Yes, indeed, it is that time of year again for our students to begin learning those pesky English irregular verbs. Each and every year, our students ask us if there is a magic formula for learning them, and as we know as ESL professionals, there isn't. While trying to memorize them along with drilling in grammar books certainly can be effective to a point, it definitely doesn't get young teenage learners engaged in the process. Therefore, last year my colleague and I came up with a different strategy that combines a classical hands-on approach with the support of technology, and it seems to have had to lead to a more positive learning environment in the classroom when it comes to teaching irregular verbs.
While walking through one of the several book fairs that our school holds each year, we stumbled upon these magnificent little verb wheels that have 92 of the most-commonly used irregular verbs in English, as pictured above. As you turn the wheel to the verbs on the outside, several forms of each irregular verb appear in the small boxes in the middle, including the past simple (V2) and past participle (V3) forms. We thought that this would provide the students a different, more hands-on method of learning the irregular verbs, instead of just copying them down from a chart in the grammar book. Thus, we bought a set for the whole class to use. We then added the use of flashcards and daily online quizzes on our class PLN, Edmodo, in a three-step method that will be explained below. (If you are not familiar with Edmodo, click on this link to read a introductory post to the educational website.)
After introducing the Past Simple Tense to our students, and doing some basic sentence building on the board as a class, we pass out the verb wheels. As there are 96 irregular verbs on the wheels, we decided to make it a week-long activity, so that the students wouldn't be overwhelmed. Therefore, the students are responsible for learning 20 verbs a day for the first four days, leaving only 12 verbs for the final day.
The first step is for the students to make flashcards for the first 20 irregular verbs by using the verb wheels. On the front of the flashcard, they write down two verbs in the basic (V1) form. We have them write two verbs per card just to save space. Then, on the backside, they write down the past simple form (V2) of the verb, as well as a sentence using that particular verb. In order to save class time, we have the students write out their sentences at home each night.
The following day in class, just before having the students work on the next set of flashcards, we give them four to five minutes to work with a friend on the verbs from the previous day. They use their flashcards to test each other verbally. While walking around the room, we also join in the fun by testing them on the spot to see if they made their flashcards properly.
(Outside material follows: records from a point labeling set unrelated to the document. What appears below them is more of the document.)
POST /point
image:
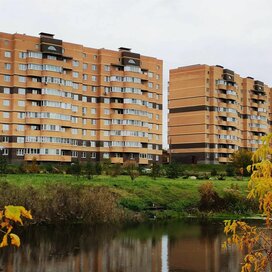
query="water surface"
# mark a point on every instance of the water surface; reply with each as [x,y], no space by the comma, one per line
[149,247]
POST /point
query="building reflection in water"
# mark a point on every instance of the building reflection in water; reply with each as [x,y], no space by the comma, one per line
[172,247]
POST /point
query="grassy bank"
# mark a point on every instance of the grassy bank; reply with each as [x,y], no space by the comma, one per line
[54,198]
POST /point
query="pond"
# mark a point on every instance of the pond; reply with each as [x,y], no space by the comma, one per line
[147,247]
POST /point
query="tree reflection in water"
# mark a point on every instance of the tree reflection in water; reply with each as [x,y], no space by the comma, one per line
[165,247]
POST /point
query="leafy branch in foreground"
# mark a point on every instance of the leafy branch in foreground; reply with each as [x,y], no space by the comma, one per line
[12,214]
[257,241]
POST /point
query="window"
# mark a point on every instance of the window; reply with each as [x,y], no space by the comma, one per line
[106,155]
[6,102]
[7,78]
[20,152]
[20,127]
[20,139]
[35,55]
[6,90]
[74,154]
[21,103]
[107,79]
[22,55]
[22,79]
[6,114]
[22,67]
[7,66]
[21,91]
[7,54]
[74,131]
[20,115]
[5,127]
[5,139]
[75,74]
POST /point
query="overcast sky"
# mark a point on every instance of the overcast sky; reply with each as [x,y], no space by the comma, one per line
[236,34]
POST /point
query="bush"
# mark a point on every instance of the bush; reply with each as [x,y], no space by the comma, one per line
[131,168]
[213,172]
[230,170]
[209,199]
[235,202]
[173,170]
[115,170]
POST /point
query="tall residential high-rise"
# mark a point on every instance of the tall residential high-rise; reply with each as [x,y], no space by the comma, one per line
[214,112]
[61,101]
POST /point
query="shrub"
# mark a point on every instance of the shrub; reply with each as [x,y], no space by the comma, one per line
[131,168]
[173,170]
[209,199]
[213,172]
[155,170]
[115,170]
[235,202]
[230,170]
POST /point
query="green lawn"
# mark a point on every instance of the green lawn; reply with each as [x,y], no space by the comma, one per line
[176,195]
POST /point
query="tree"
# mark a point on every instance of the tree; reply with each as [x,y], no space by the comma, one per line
[257,241]
[131,168]
[240,160]
[7,216]
[3,165]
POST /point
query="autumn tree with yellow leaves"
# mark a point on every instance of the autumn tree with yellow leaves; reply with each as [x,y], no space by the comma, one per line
[256,241]
[9,216]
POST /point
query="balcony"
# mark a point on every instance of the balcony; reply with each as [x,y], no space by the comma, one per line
[39,157]
[223,159]
[116,160]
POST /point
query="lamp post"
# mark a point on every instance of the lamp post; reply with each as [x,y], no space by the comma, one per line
[3,162]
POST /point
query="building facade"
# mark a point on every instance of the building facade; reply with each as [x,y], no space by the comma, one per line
[61,101]
[214,112]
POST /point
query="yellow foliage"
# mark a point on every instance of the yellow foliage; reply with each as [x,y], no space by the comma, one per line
[9,215]
[257,241]
[15,240]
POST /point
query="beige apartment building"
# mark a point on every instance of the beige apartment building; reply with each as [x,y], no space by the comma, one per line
[61,101]
[213,112]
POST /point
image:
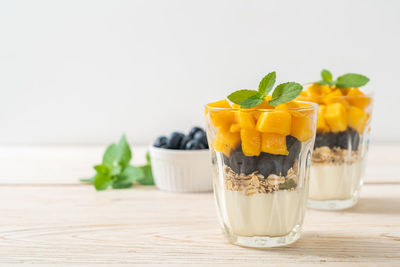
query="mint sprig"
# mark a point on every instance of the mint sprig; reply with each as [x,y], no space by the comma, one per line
[348,80]
[116,171]
[285,92]
[251,98]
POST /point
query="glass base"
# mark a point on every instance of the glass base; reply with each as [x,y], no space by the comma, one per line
[264,241]
[332,204]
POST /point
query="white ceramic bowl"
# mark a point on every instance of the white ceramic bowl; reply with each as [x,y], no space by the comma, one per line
[181,170]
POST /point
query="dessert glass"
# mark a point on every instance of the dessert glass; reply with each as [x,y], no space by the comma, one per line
[261,161]
[341,145]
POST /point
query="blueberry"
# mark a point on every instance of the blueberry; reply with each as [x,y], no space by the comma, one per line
[249,165]
[355,139]
[194,145]
[202,137]
[270,164]
[294,147]
[184,141]
[194,130]
[240,163]
[160,141]
[174,140]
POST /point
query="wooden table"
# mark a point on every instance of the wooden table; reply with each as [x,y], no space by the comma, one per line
[47,216]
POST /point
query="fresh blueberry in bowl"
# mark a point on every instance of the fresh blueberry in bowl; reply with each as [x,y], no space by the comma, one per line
[174,140]
[184,142]
[160,141]
[201,136]
[194,145]
[195,140]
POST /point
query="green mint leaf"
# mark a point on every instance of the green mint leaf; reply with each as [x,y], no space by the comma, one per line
[148,160]
[351,80]
[148,175]
[326,76]
[87,180]
[285,92]
[115,170]
[102,168]
[102,181]
[267,83]
[252,101]
[130,174]
[125,152]
[240,96]
[112,155]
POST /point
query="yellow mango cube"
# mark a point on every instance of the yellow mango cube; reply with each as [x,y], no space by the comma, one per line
[220,118]
[357,118]
[246,119]
[251,142]
[358,99]
[225,141]
[235,128]
[276,121]
[274,144]
[336,117]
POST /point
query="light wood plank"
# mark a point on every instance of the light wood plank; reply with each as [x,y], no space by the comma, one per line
[64,165]
[75,224]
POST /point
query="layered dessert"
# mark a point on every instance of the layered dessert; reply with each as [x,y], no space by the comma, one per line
[260,159]
[338,158]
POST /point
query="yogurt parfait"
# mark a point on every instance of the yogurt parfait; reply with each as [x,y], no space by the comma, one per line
[261,153]
[341,143]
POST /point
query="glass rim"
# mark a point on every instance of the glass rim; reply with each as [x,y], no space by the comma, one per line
[312,106]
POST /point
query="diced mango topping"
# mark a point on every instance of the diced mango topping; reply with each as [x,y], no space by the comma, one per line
[257,130]
[277,121]
[246,119]
[221,118]
[274,144]
[225,141]
[357,119]
[339,109]
[336,117]
[235,128]
[251,142]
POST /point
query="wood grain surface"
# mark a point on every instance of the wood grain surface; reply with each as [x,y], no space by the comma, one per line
[63,222]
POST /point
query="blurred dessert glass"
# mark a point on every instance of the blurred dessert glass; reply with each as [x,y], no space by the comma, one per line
[341,145]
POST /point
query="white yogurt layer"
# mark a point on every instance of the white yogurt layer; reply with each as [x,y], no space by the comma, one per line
[335,182]
[272,214]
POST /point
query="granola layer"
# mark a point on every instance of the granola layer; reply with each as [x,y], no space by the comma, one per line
[335,156]
[257,183]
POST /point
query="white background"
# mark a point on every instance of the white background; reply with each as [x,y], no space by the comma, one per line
[84,72]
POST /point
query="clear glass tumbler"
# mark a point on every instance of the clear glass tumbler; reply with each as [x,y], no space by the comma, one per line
[261,162]
[341,145]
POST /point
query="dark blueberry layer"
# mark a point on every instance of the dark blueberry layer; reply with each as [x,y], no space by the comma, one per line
[344,140]
[265,163]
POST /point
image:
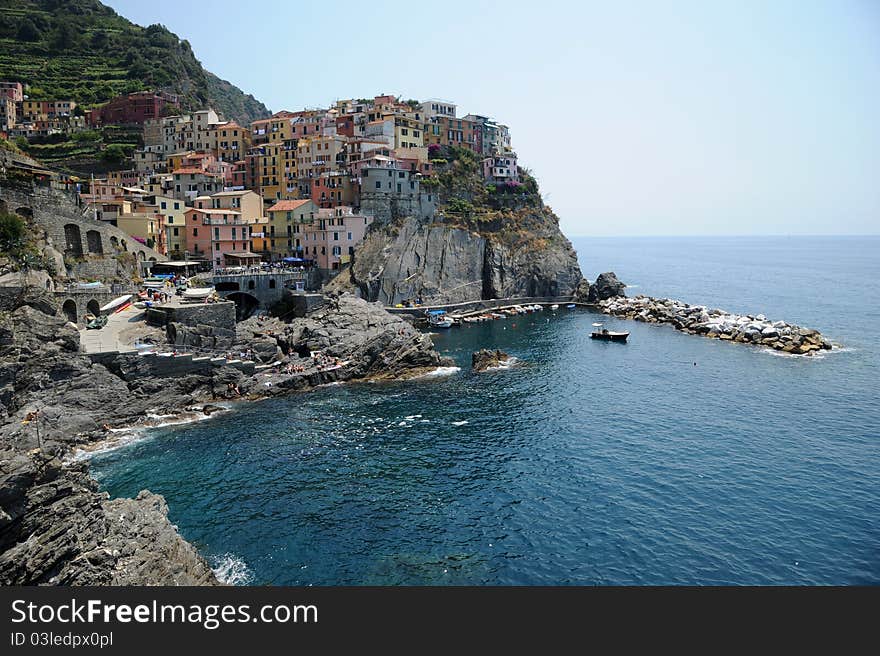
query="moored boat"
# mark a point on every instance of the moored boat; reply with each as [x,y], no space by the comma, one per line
[117,304]
[608,335]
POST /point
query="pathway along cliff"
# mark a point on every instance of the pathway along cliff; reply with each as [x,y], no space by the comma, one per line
[56,526]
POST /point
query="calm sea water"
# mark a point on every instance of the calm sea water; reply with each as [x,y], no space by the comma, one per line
[671,459]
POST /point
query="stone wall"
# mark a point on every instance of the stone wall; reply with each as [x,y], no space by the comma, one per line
[93,246]
[216,315]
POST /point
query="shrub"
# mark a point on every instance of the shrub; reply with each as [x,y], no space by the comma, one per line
[13,233]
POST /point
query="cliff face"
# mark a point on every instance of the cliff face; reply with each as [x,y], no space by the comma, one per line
[483,241]
[56,526]
[447,263]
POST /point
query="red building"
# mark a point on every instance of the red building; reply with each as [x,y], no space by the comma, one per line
[133,108]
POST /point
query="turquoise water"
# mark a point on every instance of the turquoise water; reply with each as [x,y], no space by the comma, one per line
[586,463]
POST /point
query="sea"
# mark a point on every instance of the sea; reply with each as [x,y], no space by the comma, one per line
[671,459]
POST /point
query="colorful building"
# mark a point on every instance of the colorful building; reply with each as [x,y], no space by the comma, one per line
[286,224]
[331,238]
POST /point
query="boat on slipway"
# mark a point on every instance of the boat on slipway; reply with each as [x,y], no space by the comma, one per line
[438,319]
[118,304]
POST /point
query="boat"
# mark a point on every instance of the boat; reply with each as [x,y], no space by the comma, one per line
[608,335]
[117,304]
[197,293]
[97,323]
[438,319]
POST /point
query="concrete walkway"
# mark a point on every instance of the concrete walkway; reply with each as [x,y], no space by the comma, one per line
[106,339]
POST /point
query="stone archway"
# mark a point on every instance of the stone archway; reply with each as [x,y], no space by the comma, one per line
[73,240]
[245,304]
[69,309]
[94,242]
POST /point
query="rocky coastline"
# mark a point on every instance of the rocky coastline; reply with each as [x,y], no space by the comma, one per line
[718,324]
[56,526]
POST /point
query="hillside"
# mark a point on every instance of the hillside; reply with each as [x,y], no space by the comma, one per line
[85,51]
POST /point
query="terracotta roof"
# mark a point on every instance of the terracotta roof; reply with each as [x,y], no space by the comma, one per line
[192,170]
[287,205]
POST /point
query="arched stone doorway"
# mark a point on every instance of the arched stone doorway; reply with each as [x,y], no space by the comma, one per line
[73,240]
[245,304]
[94,242]
[69,309]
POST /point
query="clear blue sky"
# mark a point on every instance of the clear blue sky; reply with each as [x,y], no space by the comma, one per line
[638,118]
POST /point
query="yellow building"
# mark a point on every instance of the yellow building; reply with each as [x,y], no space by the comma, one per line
[145,226]
[285,227]
[175,223]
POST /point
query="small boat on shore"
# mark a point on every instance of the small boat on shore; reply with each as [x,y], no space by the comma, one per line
[439,319]
[607,335]
[197,293]
[117,304]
Finally, after the students have made their flashcards and practiced with a friend, we then assign short online quizzes each day on our class PLN, Edmodo, based on the irregular verbs that were assigned the previous day. Edmodo allows its users to create online quizzes in four different formats: True / False; Multiple Choice; Fill-in-the-blank; and Short Answer. For these quizzes, we chose to use 'Fill-in-the-blank'. When the quiz is opened, the students see the basic form (V1) of the verb, and they simply have to type in the past simple form (V2) in the box given. However, if the verb is spelled incorrectly, it will be counted as a wrong answer. Therefore, it forces the students to double-check to make sure that they have spelled the verb correctly before submitting the quiz. If you would like to learn more about how to make an Edmodo quiz, please watch the video below.
In all honesty, this three-step method has been quite successful for us and most of our students for the past two years. The combination of making flashcards with the verb wheels, followed by pair work and formative assessments on Edmodo, keeps the students more engaged than by only using classical methods. In addition, by only giving a short amount of class time for making the flashcards, it gives the students the responsibility of going home each night and writing sentences with the newly-learned irregular verbs, as well as practicing with their flashcards to help them remember the past simple forms.